Showing posts with label rural service. Show all posts
Showing posts with label rural service. Show all posts

Wednesday, March 30, 2011

McCain Amendment on Rural Service Explained

Trying to understand legislative language is hard as often a bill may only change a few words or a sentence, leaving it up to the reader to understand what changes.  The paragraph below shows the changes that Senator John McCain wants to make to the section of the Tile 39 U.S.C. that describe public policy regarding rural post offices.  The changes are included in amendment No 250 to S.493 which reauthorizes a number of Small Business Administration programs.

Section 101

(b)The Postal Service shall provide a maximum degree of effective and regular postal services to rural areas, communities, and small towns where post offices are not self-sustaining. No small post office shall be closed solely for operating at a deficit, it being It is the specific intent of the Congress that effective postal services be insured to residents of both urban and rural communities.

The changes to this paragraph give the Postal Service more flexibility in closing post offices.  Most importantly it allows the Postal Service to close a retail location if it is losing money.  The amendment removes any special protection that rural, Postal Service staffed, Post Offices may have in current law.

 It may also give the Postal Service more flexibility in providing delivery services as postal services may describe everything from the sale of postage to the delivery of a a mail or parcel.  It may also give the Postal Service some flexibility in defining service standards for rural communites.

Friday, September 24, 2010

Senator Carper's Bill: D.O.A

Senator Tom Carper introduced a new postal bill, the ‘‘Postal Operations Sustainment and Transformation Act of 2010’’ (The POST Act of 2010), to modify the Postal Service's business model on September 23rd.   The bill includes all of the legislative changes that the Postal Service requested as part of its action plan last March.  The strong support that Postmaster General Potter shows for the bill in the press release from Senator Carper's office confirms that this bill can be thought of as the "Postal Service's bill."

Unfortunately for Postmaster General Potter, Senator Carper's bill is effectively dead on arrival.  Why?
  • The bill was introduced at the end of the legislative session.    With both the House and Senate going on recess to campaign, the consideration of the bill will not even begin until after the election.    The bill still will require mark-up in the Senate and then mark-up and passage by the House.   The clock will most likely run out before passage in one house of Congress, let alone two.
  • The expected Republican gains in the Senate and House will make any lame-duck session particularly contentious and further reduce the chance that any major legislation will pass.   If Republicans gain control of one or more houses in Congress, it is in their interest to make the lame duck session as ineffective as possible forcing legislative actions to be put on hold until the next Congress.
  • It is easier to stop legislation than to pass it.   The Post Act has a number of provisions that immediately generate opposition.
    • Provisions in the legislation to fix the retiree benefit issues easily can be opposed in a Tweet describing the fix as a bailout of a failed federal agency.   This is exactly what Congressman Darrell Issa said in his op-ed in the Washington Times.  Given opposition to bailouts of private sector firms, Congress is unlikely to pass any legislation labeled as a "bailout" of a government entity in the press, in the blogosphere, on cable TV news or on talk radio.
    • Provisions to allow the Postal Service to eliminate Saturday delivery will receive opposition from a majority of Congress. 
    • Provisions to allow the Postal Service greater flexibility to cut rural post offices will face opposition from primarily the Republican and Blue Dog Democratic members of Congress that represent most of rural America.   While these members are opposed to bailouts, they are also opposed to cutting services to their constituents.
    • Provisions allowing the Postal Service to expand into new services that use its physical, technological and human capital that are in the public interest will receive opposition from companies that fear competition from the Postal Service.
    • Provisions calling for a change in labor arbitration decision criteria will have opposition from Postal unions and their supporters in Congress.

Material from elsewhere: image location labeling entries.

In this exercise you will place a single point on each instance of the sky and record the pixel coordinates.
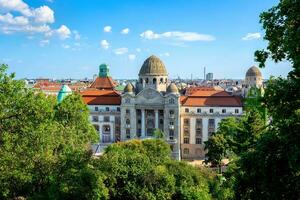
(71, 38)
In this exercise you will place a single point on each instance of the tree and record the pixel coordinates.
(144, 170)
(271, 170)
(38, 146)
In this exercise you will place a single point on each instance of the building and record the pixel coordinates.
(209, 76)
(153, 102)
(201, 111)
(253, 81)
(104, 103)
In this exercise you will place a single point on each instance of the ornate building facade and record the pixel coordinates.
(187, 120)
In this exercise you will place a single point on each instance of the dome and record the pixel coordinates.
(253, 71)
(172, 88)
(153, 66)
(128, 88)
(64, 91)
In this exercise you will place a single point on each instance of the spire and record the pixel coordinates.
(64, 91)
(104, 70)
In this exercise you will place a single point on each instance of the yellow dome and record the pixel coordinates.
(153, 66)
(172, 88)
(253, 71)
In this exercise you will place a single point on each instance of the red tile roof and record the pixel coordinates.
(209, 97)
(103, 83)
(101, 97)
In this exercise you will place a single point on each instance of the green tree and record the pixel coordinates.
(38, 147)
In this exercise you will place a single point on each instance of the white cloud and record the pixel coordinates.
(107, 29)
(125, 31)
(121, 51)
(177, 35)
(76, 35)
(30, 20)
(252, 36)
(44, 43)
(104, 44)
(10, 19)
(63, 32)
(15, 5)
(65, 46)
(44, 14)
(131, 57)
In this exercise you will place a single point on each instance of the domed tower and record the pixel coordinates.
(253, 77)
(172, 89)
(153, 74)
(63, 92)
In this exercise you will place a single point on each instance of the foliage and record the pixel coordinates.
(144, 170)
(35, 141)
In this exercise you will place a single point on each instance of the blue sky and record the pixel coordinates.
(70, 38)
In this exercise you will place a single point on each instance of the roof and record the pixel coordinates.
(253, 71)
(153, 66)
(103, 83)
(101, 97)
(211, 98)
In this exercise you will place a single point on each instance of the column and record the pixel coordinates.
(143, 122)
(156, 119)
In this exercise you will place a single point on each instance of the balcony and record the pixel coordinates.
(171, 127)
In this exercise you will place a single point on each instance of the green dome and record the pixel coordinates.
(153, 66)
(64, 91)
(129, 88)
(104, 70)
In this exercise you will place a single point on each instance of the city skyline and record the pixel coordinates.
(64, 39)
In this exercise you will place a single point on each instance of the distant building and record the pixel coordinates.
(152, 103)
(209, 76)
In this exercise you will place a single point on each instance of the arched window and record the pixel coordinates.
(171, 101)
(154, 81)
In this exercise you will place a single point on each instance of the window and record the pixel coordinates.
(127, 100)
(171, 134)
(198, 140)
(106, 119)
(186, 122)
(211, 122)
(161, 121)
(186, 140)
(154, 81)
(127, 133)
(186, 131)
(171, 101)
(96, 127)
(95, 118)
(186, 151)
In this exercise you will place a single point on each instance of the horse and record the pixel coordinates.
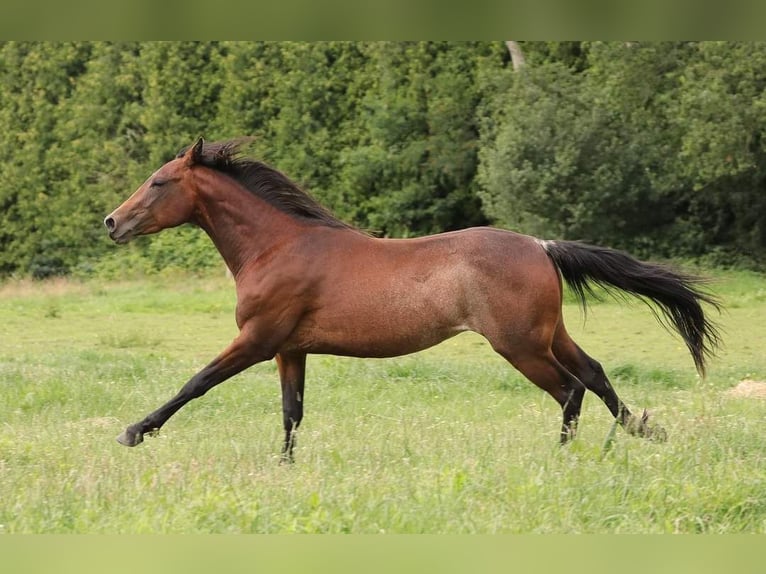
(307, 282)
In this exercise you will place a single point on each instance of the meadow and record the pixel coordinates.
(450, 440)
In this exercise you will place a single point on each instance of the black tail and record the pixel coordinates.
(677, 295)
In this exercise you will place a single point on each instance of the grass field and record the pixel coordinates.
(451, 440)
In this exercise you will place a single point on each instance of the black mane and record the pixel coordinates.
(265, 182)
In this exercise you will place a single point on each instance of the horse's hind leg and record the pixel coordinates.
(543, 369)
(292, 373)
(590, 372)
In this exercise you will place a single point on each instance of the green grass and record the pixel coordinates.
(451, 440)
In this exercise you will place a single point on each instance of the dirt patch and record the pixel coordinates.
(749, 389)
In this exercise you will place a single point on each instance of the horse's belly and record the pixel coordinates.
(387, 334)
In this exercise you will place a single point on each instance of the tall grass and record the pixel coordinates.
(451, 440)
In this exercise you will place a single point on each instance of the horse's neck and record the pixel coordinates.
(240, 224)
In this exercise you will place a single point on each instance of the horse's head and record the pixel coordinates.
(164, 200)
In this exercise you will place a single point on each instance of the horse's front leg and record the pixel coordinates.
(241, 354)
(292, 376)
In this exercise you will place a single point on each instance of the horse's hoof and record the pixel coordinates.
(656, 433)
(130, 438)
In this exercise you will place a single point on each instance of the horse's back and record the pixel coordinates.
(389, 297)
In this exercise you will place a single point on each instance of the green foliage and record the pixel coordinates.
(457, 440)
(653, 147)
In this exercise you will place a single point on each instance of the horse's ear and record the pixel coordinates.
(194, 153)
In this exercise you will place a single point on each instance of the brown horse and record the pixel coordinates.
(308, 283)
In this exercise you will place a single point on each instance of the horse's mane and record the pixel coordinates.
(265, 182)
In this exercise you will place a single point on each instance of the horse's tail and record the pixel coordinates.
(677, 295)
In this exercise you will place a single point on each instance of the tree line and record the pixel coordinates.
(651, 147)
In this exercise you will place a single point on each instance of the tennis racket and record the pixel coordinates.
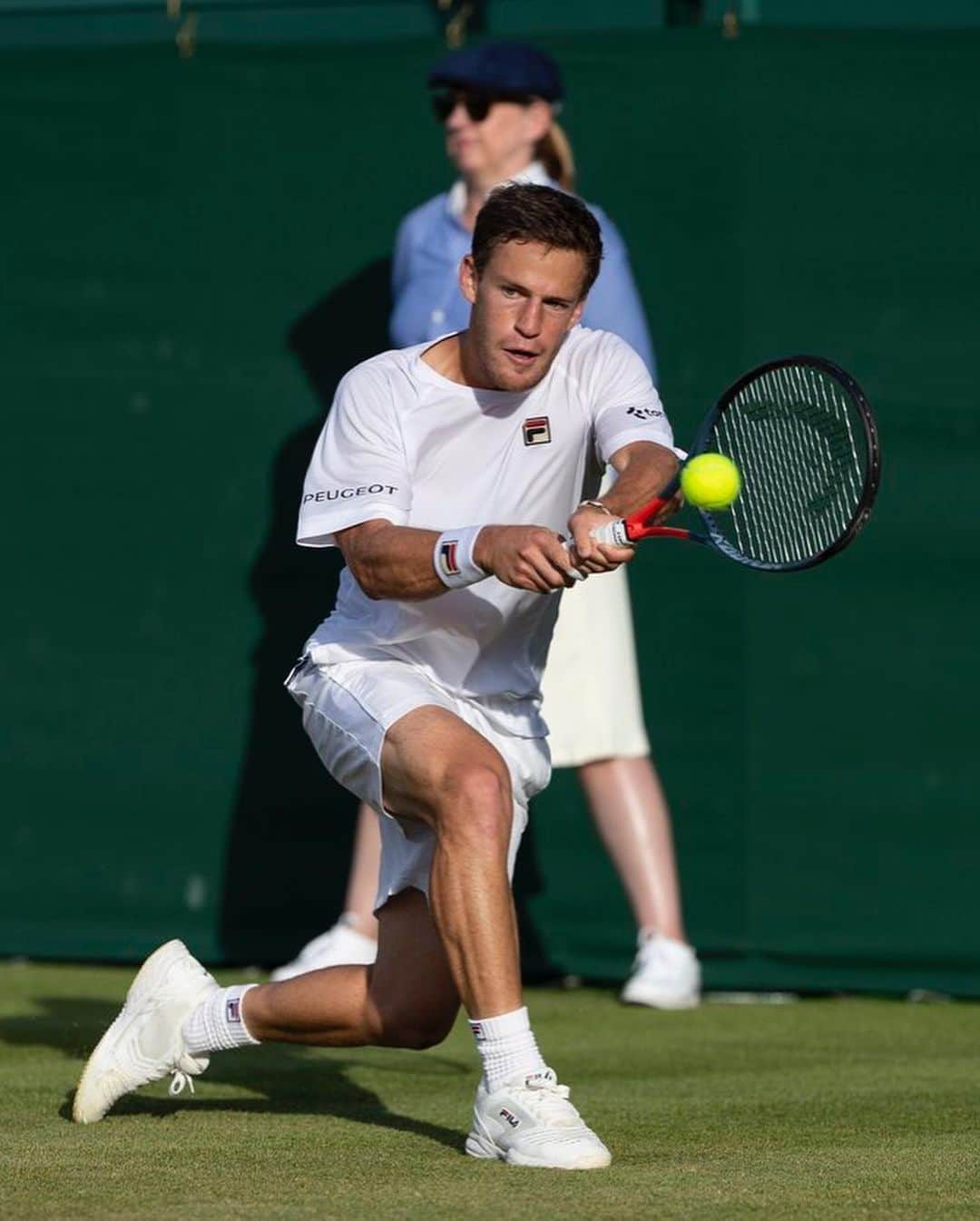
(803, 436)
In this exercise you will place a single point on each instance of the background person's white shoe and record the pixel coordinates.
(666, 974)
(338, 946)
(529, 1121)
(145, 1041)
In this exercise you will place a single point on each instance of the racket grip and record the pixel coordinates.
(612, 532)
(572, 571)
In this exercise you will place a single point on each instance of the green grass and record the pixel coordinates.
(836, 1109)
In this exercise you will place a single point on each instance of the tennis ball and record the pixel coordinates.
(710, 481)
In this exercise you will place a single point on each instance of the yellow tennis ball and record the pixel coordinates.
(710, 481)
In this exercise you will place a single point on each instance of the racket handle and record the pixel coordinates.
(612, 532)
(574, 572)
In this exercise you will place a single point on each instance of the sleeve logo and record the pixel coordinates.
(536, 431)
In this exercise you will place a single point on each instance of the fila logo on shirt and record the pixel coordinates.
(536, 431)
(448, 562)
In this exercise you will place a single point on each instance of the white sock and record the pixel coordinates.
(506, 1047)
(217, 1024)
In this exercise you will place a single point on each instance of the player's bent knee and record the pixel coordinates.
(416, 1031)
(476, 804)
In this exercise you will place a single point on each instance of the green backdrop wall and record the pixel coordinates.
(196, 250)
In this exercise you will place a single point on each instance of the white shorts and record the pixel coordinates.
(592, 691)
(348, 709)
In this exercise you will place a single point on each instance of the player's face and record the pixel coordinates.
(493, 147)
(527, 299)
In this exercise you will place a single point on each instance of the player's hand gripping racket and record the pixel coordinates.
(804, 440)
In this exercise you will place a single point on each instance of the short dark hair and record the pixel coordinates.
(524, 211)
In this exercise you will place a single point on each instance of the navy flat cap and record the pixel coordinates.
(504, 67)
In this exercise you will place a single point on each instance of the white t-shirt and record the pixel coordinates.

Finally, if this bill does not pass this Congress, it is even less likely to pass in its current form in the next.   Republicans will control the agenda on modifying the Postal Service's business model in the next Congress.    Representative Issa, who has already called the Carper bill a bailout, appears likely to chair the committee writing Postal reform legislation in the House.   His bill will likely require significant changes in the business model beyond what the Postal Service has proposed before accepting the need to fix the retiree benefits issues, let alone include any of the other proposals that Senator Carper has included in the Post Act.  When that occurs, all that may remain of the Post Act will be the legislation's title.